Translation: housing price inflation at highest level in six years. QE is producing inflation, as designed.

Call it Crazy   Tue, 29 Jan 2013, 5:28am PST   Share   Quote   Permalink   Like   Dislike (3)     Comment 16

Mark D says

Crazy having problems understanding seasonality again.

Do you really want to rehash that again???

Mark D says

It's NOT that complicated!

Who said it was complicated? It's just a bullshit way to report actual conditions....

Do you use "seasonality" to balance your checkbook??

Call it Crazy   Tue, 29 Jan 2013, 5:35am PST   Share   Quote   Permalink   Like   Dislike (3)     Comment 17

robertoaribas says

Its 50 degrees in Phoenix today; I guess that is proof this city is getting cold!

global warming my arse, I'm not taking any seasonally adjusted numbers!!!!
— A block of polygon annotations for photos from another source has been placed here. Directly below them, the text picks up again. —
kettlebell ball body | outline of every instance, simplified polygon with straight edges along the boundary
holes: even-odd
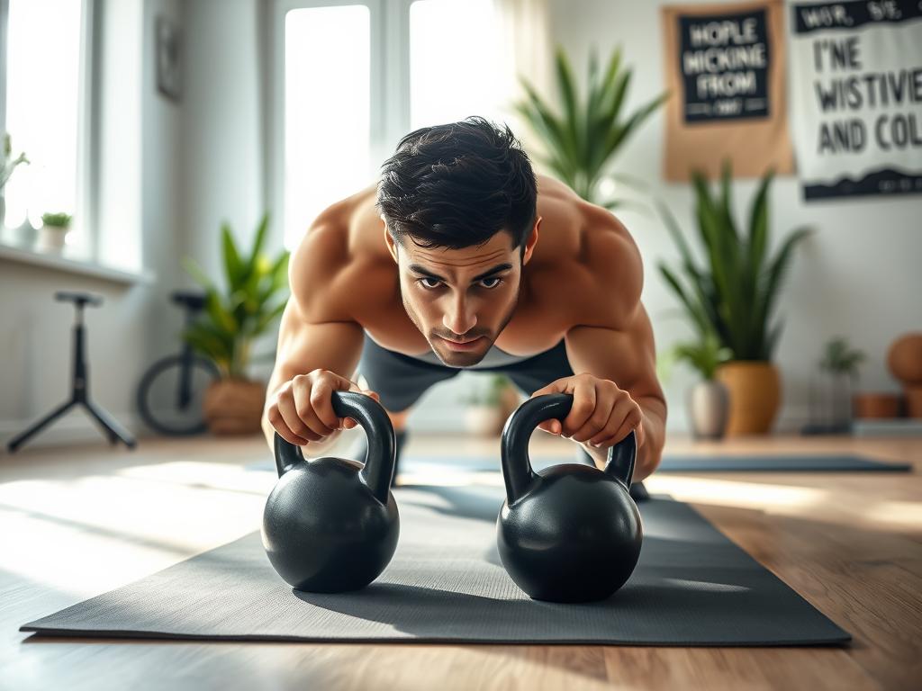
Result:
[[[604,600],[627,582],[640,558],[643,524],[630,495],[632,431],[609,450],[604,470],[531,467],[527,444],[535,427],[566,417],[572,406],[571,394],[537,396],[502,430],[506,500],[497,517],[497,548],[510,578],[534,600]]]
[[[394,427],[371,396],[334,392],[340,417],[368,436],[365,463],[304,458],[276,433],[278,482],[263,511],[263,547],[287,583],[309,592],[345,592],[374,580],[394,556],[400,533],[390,491],[396,462]]]

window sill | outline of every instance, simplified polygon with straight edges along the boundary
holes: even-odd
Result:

You should, seasonally adjusted, your current temperature is 60 degrees.... just ignore the ACTUAL temp of 50 degrees.... That doesn't mean anything in today's world of number spinning...

See, that's how it works.... it's 60 degrees, so all the tourists should come down, NOW!!

Philistine   Tue, 29 Jan 2013, 6:10am PST   Share   Quote   Permalink   Like (1)   Dislike     Comment 18

curious2 says

housing price inflation at highest level in six years. QE is producing
inflation, as designed.

Except where is the wage inflation to go with it? Guess the real estate barons will have their gilded age and the rest of us can have gruel for dinner. No possum, no sop, no taters.

curious2   Tue, 29 Jan 2013, 6:16am PST   Share   Quote   Permalink   Like   Dislike     Comment 19

Philistine says

Except where is the wage inflation to go with it? Guess the real estate barons will have their gilded age and the rest of us can have gruel for dinner.

Yes, follow the money and you can see who's pulling the strings. There might have been wage inflation if the unions had more power, but instead we see inflation throughout the FIRE sector (securities, insurance, housing).